In November 2018, HMRC updated its Business Income Manual, in an attempt to clarify its guidance in line with the Court of Appeal’s decision. However, the new guidance could have been interpreted as meaning that no deduction would be allowed for any expenses claimed outside partnership accounts.
Fortunately, following representations from the profession, HMRC has confirmed that this was not its intention, and has revised its guidance (now moved to its Partnership Manual) at PM163360, as follows:
“To be allowable as a deduction for tax purposes, the expense has to be an expense incurred (typically, paid) by the partnership for the purpose of the trade or property business carried on by the partnership or LLP, and meet the normal tests for being allowable for tax purposes.
Ordinarily, a partnership expense will be paid directly from partnership funds. The starting point when a partner pays something on behalf of the partnership is they will normally then be reimbursed by the partnership from partnership funds. The partner cannot claim the expense against their share of the profits in their individual return.

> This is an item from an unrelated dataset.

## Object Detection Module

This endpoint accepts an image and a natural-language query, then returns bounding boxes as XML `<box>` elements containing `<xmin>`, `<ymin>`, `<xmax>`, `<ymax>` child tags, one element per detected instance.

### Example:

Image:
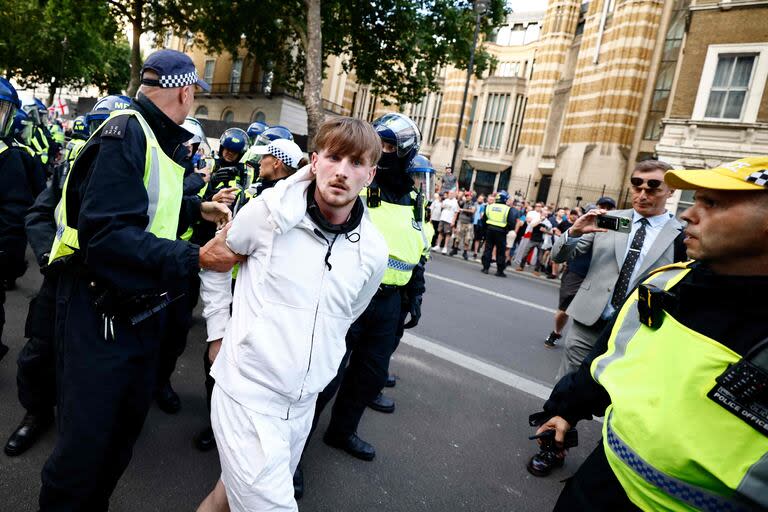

A key point is that as an expense of the business carried on in partnership, the expense will normally be included in the accounts of the partnership (where the partnership prepares accounts) and deducted in arriving at the commercial profits of the partnership. However, provided an expense incurred by the partner on behalf of the partnership otherwise meets the wholly and exclusively test (and any other relevant criteria), a deduction may be allowed through the partnership return; the expense met by the partner will be deemed to have been incurred by the partnership.
There may also be rules in the partnership/LLP agreement setting out how the partners will agree that an expense is a partnership expense.”
This clarification is welcome, but advisers will need to make clients aware that tax relief for any allowable expenses paid by partners (where it is impractical for these to be included in the partnership accounts) may only be claimed through the partnership tax return.